Decided November 2, 1992
- Full case name: Martin v. District of Columbia Court of Appeals
- Docket no.: 92-5584
- Citations: 506 U.S. 1 (more) 113 S. Ct. 397; 121 L. Ed. 2d 305

Holding
- The Supreme Court can declare that an indigent petitioner is not entitled to file non-criminal certiorari petitions for free when the petitioner has previously filed many frivolous petitions for free.

Court membership
- Chief Justice William Rehnquist Associate Justices Byron White · Harry Blackmun John P. Stevens · Sandra Day O'Connor Antonin Scalia · Anthony Kennedy David Souter · Clarence Thomas

Case opinions
- Per curiam
- Dissent: Stevens, joined by Blackmun

= Martin v. District of Columbia Court of Appeals =

Martin v. District of Columbia Court of Appeals, 506 U.S. 1 (1992), was a US Supreme Court opinion denying a petition for motion to proceed in forma pauperis, as the petitioner had repeatedly abused the process. Specifically, the Court prohibited the petitioner from filing further non-criminal in forma pauperis petitions, and that all petitions filed must be compliant with Court rules and must have had the filing fee paid.
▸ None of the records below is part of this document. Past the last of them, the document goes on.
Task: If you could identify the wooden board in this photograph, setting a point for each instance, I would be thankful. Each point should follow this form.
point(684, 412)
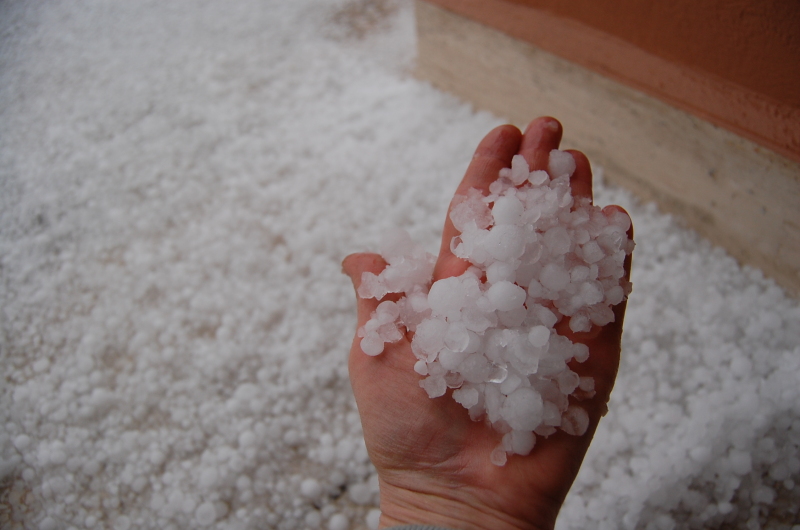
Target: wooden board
point(739, 195)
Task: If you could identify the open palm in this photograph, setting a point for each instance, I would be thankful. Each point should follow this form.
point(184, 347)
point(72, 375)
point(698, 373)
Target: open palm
point(432, 460)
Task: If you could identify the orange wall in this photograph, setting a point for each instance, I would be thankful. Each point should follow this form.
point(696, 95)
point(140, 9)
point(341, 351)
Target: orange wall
point(735, 63)
point(755, 44)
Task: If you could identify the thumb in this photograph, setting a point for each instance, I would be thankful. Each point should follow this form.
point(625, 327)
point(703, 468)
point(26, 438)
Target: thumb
point(355, 265)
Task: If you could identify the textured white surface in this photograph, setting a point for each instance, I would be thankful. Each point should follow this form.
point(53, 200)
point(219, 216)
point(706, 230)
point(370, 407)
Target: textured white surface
point(179, 182)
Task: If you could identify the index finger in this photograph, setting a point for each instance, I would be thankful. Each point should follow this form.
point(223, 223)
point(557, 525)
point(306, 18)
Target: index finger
point(493, 153)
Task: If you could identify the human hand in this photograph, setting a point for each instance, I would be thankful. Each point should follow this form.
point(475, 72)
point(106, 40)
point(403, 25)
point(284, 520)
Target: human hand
point(432, 460)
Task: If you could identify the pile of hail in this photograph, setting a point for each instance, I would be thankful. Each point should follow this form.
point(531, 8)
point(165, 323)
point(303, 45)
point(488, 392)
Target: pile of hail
point(537, 256)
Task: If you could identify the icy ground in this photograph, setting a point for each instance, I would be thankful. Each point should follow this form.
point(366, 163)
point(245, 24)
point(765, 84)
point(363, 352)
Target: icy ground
point(179, 182)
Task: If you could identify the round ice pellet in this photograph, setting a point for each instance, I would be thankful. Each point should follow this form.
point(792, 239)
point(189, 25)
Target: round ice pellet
point(337, 521)
point(506, 296)
point(372, 344)
point(538, 336)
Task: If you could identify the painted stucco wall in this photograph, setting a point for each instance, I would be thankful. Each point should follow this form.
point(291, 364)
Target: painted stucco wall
point(754, 43)
point(735, 63)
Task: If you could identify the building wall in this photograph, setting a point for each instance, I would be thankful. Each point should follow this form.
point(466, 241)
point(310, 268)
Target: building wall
point(735, 63)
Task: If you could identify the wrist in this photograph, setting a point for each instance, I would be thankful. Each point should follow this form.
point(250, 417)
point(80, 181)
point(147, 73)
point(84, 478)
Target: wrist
point(452, 508)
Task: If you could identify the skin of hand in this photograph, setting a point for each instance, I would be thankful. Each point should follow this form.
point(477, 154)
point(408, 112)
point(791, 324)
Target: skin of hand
point(432, 460)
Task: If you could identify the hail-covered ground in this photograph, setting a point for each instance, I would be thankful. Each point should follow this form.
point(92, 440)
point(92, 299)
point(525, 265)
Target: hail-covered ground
point(179, 182)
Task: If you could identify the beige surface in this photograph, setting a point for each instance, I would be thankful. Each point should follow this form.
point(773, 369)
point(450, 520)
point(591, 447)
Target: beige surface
point(734, 192)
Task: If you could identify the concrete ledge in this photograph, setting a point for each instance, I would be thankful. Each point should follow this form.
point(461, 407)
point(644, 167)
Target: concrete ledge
point(736, 193)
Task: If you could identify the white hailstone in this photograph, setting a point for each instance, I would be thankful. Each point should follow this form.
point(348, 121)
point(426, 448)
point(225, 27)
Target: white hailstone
point(557, 240)
point(310, 489)
point(338, 521)
point(575, 421)
point(560, 164)
point(506, 296)
point(539, 336)
point(522, 442)
point(507, 211)
point(489, 333)
point(467, 397)
point(396, 244)
point(421, 367)
point(554, 277)
point(538, 177)
point(519, 170)
point(522, 410)
point(505, 242)
point(446, 298)
point(429, 338)
point(372, 344)
point(500, 271)
point(205, 514)
point(471, 210)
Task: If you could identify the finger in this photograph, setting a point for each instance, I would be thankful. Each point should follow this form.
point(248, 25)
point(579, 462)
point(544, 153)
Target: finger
point(604, 343)
point(541, 136)
point(493, 153)
point(581, 181)
point(355, 265)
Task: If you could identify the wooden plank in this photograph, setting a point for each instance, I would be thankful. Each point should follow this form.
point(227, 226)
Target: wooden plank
point(770, 116)
point(734, 192)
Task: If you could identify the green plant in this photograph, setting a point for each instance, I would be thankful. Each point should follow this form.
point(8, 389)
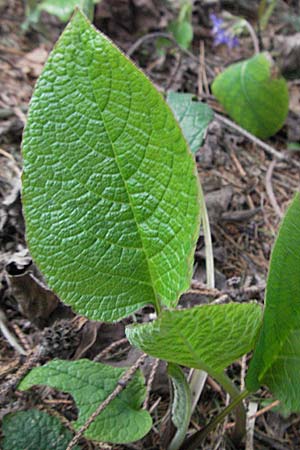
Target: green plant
point(254, 95)
point(112, 205)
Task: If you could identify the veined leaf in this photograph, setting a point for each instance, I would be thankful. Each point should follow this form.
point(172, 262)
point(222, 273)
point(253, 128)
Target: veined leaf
point(254, 95)
point(64, 8)
point(90, 383)
point(181, 407)
point(206, 337)
point(276, 359)
point(193, 117)
point(34, 429)
point(110, 189)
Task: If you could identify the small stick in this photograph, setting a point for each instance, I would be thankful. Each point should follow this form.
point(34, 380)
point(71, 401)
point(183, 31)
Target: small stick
point(150, 382)
point(32, 359)
point(268, 149)
point(270, 191)
point(9, 336)
point(122, 384)
point(108, 349)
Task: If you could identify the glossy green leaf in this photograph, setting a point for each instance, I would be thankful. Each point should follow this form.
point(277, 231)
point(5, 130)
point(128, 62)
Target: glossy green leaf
point(64, 8)
point(110, 189)
point(34, 430)
point(181, 407)
point(193, 117)
point(276, 360)
point(254, 95)
point(206, 337)
point(90, 383)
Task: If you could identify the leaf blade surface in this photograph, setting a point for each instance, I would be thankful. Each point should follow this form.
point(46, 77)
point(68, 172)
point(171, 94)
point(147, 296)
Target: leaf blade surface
point(277, 354)
point(208, 337)
point(110, 190)
point(254, 97)
point(90, 383)
point(193, 117)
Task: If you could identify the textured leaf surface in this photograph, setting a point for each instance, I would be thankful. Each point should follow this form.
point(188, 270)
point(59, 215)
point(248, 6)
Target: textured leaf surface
point(181, 407)
point(276, 360)
point(207, 337)
point(34, 430)
point(193, 117)
point(90, 383)
point(64, 8)
point(110, 189)
point(253, 95)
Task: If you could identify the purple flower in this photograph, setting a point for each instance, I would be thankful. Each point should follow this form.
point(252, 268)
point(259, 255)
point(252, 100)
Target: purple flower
point(222, 35)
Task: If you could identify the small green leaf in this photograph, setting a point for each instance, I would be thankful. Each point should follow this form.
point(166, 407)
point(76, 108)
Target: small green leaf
point(206, 337)
point(34, 430)
point(90, 383)
point(276, 359)
point(181, 407)
point(253, 95)
point(64, 8)
point(110, 189)
point(193, 117)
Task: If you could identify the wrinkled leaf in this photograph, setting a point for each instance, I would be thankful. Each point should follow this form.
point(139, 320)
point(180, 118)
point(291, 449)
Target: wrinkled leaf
point(64, 8)
point(206, 337)
point(193, 117)
point(110, 190)
point(254, 95)
point(276, 360)
point(33, 430)
point(90, 383)
point(181, 407)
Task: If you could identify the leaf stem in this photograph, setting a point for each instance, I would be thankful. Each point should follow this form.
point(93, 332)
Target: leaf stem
point(194, 442)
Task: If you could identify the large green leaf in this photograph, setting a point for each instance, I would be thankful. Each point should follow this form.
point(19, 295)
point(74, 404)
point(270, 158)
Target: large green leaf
point(64, 8)
point(206, 337)
point(110, 190)
point(193, 117)
point(34, 430)
point(276, 360)
point(253, 95)
point(90, 383)
point(182, 405)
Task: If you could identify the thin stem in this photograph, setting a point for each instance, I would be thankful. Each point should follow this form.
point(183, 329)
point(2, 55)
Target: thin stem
point(240, 416)
point(194, 442)
point(253, 36)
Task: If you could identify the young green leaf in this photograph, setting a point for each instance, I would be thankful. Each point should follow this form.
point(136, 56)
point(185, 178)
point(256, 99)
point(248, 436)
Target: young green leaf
point(90, 383)
point(193, 117)
point(276, 359)
point(110, 189)
point(181, 407)
point(206, 337)
point(254, 95)
point(64, 8)
point(34, 429)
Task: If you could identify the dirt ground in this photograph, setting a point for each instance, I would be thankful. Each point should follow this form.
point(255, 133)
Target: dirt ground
point(247, 190)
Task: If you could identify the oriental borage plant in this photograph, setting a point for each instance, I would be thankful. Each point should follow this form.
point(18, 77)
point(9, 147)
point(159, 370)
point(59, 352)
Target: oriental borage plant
point(112, 206)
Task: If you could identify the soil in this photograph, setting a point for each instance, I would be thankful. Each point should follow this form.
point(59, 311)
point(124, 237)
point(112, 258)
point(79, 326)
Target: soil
point(247, 191)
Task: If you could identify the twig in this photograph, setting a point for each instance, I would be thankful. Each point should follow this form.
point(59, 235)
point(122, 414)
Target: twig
point(32, 359)
point(253, 36)
point(122, 384)
point(108, 349)
point(169, 37)
point(250, 425)
point(150, 382)
point(269, 189)
point(9, 336)
point(268, 149)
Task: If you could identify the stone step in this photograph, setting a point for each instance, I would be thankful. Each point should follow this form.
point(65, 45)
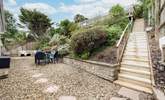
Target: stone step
point(134, 86)
point(137, 73)
point(135, 64)
point(135, 80)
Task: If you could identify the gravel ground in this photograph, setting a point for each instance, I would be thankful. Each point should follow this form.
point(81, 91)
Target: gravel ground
point(29, 82)
point(159, 70)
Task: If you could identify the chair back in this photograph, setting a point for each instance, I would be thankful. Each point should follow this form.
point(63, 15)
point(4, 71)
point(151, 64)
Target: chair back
point(40, 55)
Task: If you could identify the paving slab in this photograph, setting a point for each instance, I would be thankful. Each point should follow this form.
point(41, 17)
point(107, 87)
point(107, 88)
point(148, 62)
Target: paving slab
point(129, 93)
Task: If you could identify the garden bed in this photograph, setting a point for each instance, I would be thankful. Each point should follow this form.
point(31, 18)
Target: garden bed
point(159, 73)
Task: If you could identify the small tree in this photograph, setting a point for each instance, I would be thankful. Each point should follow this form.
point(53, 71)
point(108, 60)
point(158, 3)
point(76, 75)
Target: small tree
point(66, 27)
point(117, 11)
point(79, 18)
point(37, 22)
point(11, 30)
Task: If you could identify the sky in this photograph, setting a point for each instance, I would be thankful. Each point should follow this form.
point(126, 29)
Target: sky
point(58, 10)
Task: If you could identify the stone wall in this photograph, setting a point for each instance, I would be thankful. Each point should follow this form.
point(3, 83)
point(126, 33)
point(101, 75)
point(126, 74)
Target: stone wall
point(103, 70)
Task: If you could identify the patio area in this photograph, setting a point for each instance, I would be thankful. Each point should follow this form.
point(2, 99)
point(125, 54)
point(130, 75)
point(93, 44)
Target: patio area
point(27, 81)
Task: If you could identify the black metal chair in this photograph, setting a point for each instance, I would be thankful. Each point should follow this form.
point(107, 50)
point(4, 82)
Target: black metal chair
point(56, 57)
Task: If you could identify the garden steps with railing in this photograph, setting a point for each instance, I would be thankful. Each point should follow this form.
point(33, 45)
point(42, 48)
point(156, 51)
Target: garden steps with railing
point(135, 69)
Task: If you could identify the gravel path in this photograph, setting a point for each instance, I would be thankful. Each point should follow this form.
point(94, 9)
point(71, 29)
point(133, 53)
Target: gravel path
point(51, 82)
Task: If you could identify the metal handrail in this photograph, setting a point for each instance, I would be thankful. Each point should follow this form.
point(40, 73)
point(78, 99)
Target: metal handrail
point(124, 32)
point(123, 39)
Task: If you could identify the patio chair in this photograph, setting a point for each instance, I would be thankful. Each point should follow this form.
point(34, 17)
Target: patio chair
point(55, 57)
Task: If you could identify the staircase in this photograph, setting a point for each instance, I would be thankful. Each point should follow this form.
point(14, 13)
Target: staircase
point(135, 66)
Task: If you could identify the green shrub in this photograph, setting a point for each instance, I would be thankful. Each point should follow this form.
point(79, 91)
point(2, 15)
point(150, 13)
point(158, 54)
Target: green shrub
point(117, 11)
point(59, 40)
point(85, 55)
point(114, 33)
point(138, 11)
point(88, 40)
point(63, 49)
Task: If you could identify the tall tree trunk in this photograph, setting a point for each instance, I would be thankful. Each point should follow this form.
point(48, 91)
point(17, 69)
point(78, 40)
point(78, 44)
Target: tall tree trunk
point(157, 19)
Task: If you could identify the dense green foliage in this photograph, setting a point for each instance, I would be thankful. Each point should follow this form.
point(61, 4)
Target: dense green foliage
point(117, 11)
point(88, 40)
point(37, 22)
point(79, 18)
point(12, 35)
point(141, 9)
point(66, 27)
point(114, 33)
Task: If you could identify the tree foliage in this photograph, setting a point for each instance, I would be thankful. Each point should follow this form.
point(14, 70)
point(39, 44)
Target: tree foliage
point(117, 11)
point(37, 22)
point(10, 24)
point(79, 18)
point(66, 27)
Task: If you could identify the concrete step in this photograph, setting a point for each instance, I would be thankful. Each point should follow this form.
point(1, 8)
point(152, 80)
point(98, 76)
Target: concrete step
point(135, 80)
point(136, 54)
point(136, 50)
point(135, 63)
point(135, 67)
point(135, 59)
point(134, 86)
point(137, 73)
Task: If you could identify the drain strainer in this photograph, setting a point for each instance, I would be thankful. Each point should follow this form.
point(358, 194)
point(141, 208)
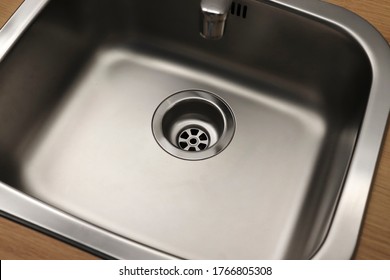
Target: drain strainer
point(193, 140)
point(193, 125)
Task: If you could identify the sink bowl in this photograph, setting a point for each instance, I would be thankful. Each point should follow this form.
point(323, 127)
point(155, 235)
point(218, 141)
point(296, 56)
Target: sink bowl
point(125, 132)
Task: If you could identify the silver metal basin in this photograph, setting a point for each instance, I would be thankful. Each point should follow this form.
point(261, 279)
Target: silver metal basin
point(294, 98)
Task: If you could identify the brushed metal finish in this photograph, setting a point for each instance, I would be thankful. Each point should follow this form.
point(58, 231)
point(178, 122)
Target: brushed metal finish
point(308, 84)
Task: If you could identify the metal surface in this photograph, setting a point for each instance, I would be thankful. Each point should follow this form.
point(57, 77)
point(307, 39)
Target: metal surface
point(202, 121)
point(308, 83)
point(213, 16)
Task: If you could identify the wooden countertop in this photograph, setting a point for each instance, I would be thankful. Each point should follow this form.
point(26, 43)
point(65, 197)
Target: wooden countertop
point(19, 242)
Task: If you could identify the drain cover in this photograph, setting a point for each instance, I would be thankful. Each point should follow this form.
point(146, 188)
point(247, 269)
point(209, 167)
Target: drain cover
point(193, 140)
point(193, 125)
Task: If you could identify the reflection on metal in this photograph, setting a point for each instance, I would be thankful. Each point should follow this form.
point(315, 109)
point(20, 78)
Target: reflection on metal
point(308, 85)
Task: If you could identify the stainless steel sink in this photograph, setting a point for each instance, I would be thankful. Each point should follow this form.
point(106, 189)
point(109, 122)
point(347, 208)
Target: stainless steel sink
point(125, 132)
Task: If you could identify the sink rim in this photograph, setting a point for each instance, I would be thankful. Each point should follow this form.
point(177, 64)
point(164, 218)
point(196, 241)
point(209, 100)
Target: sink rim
point(345, 226)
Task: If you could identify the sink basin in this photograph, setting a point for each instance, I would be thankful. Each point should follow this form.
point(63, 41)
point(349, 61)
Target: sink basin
point(125, 132)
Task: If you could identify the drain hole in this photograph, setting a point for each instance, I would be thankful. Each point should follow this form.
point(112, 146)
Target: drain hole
point(203, 137)
point(198, 141)
point(184, 135)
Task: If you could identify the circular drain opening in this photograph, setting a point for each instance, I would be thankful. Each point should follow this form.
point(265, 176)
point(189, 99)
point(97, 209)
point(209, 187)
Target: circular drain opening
point(193, 125)
point(193, 140)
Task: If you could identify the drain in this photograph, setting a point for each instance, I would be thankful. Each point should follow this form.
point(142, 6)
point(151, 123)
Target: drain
point(193, 140)
point(193, 125)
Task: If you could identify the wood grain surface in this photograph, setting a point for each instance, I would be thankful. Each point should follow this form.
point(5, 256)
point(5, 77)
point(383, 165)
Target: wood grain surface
point(7, 8)
point(19, 242)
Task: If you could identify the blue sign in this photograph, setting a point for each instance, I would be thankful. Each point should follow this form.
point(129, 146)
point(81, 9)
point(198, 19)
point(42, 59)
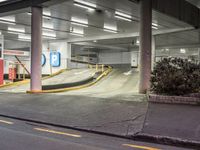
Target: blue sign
point(43, 59)
point(55, 59)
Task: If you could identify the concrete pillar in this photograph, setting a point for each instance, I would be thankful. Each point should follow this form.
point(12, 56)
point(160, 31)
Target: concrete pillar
point(153, 52)
point(36, 49)
point(145, 44)
point(69, 55)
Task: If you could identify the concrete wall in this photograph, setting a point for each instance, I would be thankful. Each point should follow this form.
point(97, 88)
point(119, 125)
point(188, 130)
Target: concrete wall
point(61, 47)
point(114, 57)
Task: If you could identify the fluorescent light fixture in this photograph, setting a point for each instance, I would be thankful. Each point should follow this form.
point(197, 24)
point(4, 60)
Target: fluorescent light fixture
point(79, 22)
point(137, 42)
point(123, 16)
point(108, 28)
point(182, 50)
point(153, 27)
point(8, 20)
point(76, 34)
point(16, 29)
point(86, 5)
point(167, 49)
point(155, 24)
point(47, 37)
point(49, 34)
point(3, 1)
point(48, 25)
point(24, 37)
point(46, 14)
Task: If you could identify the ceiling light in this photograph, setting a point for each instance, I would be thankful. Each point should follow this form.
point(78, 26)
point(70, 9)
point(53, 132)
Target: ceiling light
point(79, 22)
point(123, 16)
point(48, 25)
point(153, 27)
point(8, 20)
point(47, 37)
point(76, 34)
point(46, 14)
point(155, 24)
point(49, 34)
point(182, 50)
point(24, 37)
point(108, 28)
point(86, 5)
point(16, 29)
point(137, 42)
point(2, 1)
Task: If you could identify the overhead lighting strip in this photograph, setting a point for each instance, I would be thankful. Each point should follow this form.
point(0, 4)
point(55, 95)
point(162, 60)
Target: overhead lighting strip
point(123, 16)
point(85, 5)
point(79, 22)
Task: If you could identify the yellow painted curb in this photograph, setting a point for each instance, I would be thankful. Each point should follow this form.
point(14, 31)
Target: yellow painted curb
point(105, 73)
point(28, 80)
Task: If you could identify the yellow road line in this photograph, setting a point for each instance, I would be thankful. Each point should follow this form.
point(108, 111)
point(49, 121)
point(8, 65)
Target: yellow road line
point(57, 132)
point(105, 73)
point(140, 147)
point(6, 122)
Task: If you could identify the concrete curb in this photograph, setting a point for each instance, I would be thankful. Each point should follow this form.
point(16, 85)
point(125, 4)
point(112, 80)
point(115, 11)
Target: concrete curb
point(167, 140)
point(137, 137)
point(65, 127)
point(105, 73)
point(28, 80)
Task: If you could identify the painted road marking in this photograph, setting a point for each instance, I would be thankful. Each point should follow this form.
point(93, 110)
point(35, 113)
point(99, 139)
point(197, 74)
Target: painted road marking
point(57, 132)
point(6, 122)
point(140, 147)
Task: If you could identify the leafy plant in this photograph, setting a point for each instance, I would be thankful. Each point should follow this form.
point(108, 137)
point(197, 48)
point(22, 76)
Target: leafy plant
point(175, 76)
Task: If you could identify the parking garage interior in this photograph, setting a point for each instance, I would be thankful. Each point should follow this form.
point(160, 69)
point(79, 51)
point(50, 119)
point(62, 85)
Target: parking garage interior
point(93, 33)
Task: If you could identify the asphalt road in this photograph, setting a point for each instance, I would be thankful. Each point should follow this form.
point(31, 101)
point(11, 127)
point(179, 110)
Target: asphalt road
point(20, 135)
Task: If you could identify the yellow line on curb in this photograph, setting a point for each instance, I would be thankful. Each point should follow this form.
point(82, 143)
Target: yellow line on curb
point(27, 80)
point(105, 73)
point(6, 122)
point(57, 132)
point(140, 147)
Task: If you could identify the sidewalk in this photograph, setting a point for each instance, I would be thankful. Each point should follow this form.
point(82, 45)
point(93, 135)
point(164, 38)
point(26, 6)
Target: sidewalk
point(110, 115)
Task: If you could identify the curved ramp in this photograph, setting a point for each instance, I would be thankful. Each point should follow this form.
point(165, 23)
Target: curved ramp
point(69, 76)
point(120, 82)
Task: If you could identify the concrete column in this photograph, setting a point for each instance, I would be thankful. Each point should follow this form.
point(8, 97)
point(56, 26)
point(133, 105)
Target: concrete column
point(36, 49)
point(69, 55)
point(145, 44)
point(153, 52)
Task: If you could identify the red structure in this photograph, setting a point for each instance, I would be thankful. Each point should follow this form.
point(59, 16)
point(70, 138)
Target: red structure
point(1, 71)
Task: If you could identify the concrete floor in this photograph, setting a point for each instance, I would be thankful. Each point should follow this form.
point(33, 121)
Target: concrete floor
point(68, 76)
point(22, 135)
point(120, 83)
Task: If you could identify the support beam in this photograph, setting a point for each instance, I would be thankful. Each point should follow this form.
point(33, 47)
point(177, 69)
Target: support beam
point(145, 44)
point(36, 49)
point(153, 52)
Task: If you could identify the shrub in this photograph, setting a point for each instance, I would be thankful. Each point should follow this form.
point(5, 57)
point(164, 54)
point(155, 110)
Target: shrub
point(175, 76)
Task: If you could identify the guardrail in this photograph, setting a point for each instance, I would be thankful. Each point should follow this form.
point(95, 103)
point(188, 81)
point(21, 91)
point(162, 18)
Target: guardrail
point(105, 70)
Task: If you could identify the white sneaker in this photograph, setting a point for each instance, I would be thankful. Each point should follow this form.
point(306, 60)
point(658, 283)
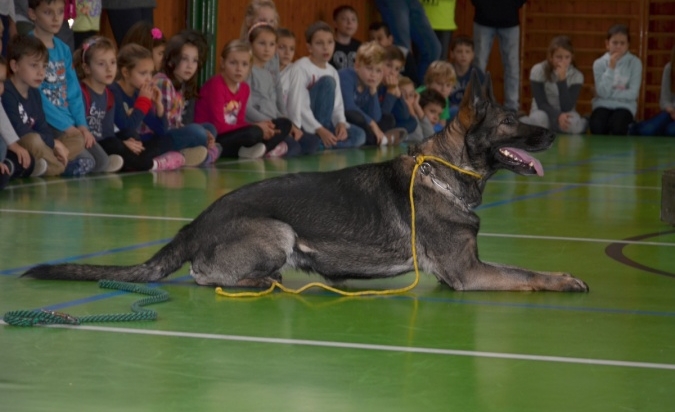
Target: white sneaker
point(39, 168)
point(254, 152)
point(115, 163)
point(194, 156)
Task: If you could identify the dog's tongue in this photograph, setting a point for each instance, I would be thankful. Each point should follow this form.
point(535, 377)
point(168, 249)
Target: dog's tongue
point(527, 159)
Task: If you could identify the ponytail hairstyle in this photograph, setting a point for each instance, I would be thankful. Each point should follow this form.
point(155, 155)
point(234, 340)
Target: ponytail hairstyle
point(251, 13)
point(129, 56)
point(558, 42)
point(174, 53)
point(86, 52)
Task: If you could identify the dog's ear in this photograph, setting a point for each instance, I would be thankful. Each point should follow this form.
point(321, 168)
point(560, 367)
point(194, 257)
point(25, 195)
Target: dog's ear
point(487, 88)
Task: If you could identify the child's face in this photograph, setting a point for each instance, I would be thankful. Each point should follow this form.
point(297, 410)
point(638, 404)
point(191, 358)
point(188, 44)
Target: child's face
point(347, 23)
point(158, 56)
point(560, 58)
point(617, 44)
point(48, 17)
point(30, 70)
point(265, 15)
point(286, 50)
point(3, 77)
point(369, 74)
point(392, 67)
point(444, 88)
point(140, 74)
point(462, 55)
point(408, 93)
point(321, 47)
point(432, 111)
point(264, 47)
point(381, 37)
point(235, 66)
point(102, 68)
point(189, 63)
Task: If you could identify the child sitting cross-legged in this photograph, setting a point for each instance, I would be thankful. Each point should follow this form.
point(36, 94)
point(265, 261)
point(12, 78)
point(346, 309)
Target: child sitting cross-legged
point(262, 107)
point(433, 104)
point(28, 58)
point(314, 99)
point(359, 91)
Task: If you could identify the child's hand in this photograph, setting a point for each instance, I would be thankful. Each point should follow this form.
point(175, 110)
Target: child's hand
point(134, 145)
point(61, 152)
point(564, 121)
point(146, 90)
point(296, 133)
point(88, 137)
point(210, 140)
point(21, 153)
point(341, 132)
point(327, 137)
point(268, 129)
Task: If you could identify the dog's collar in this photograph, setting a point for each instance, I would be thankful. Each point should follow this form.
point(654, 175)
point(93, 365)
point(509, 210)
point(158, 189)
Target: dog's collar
point(427, 170)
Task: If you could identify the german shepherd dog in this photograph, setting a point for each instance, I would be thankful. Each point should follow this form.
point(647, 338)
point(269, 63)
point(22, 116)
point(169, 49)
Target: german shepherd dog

The dissent, written by Justice Stevens, argued that the result violated the "open access" of the Court.

The petitioner in the case, James Martin, was a serial abuser of the Court’s certiorari process; in the past decade following the Court's per curium opinion, Martin filed 45 petitions relating to being incarcerated for an unrelated offense, and the last 15 petitions for the prior two years were dismissed under the Court’s Rule 39.8. Although the case theoretically applies to only the Supreme Court itself and has no precedential effect in the lower courts decisions regarding indigent litigants, it has become a commonly cited procedural tool against certain abusive petitioners on the Supreme Court’s in forma pauperis docket - particularly those who repeatedly petition similar frivolous arguments within several years - averaging around 2-3 petitioners per order list.

The court used the Martin doctrine in many future cases, including Shieh v. Kakita and Brancato v. Gunn. The number of frivolous petitions required to justify this punishment is not particularly consistent.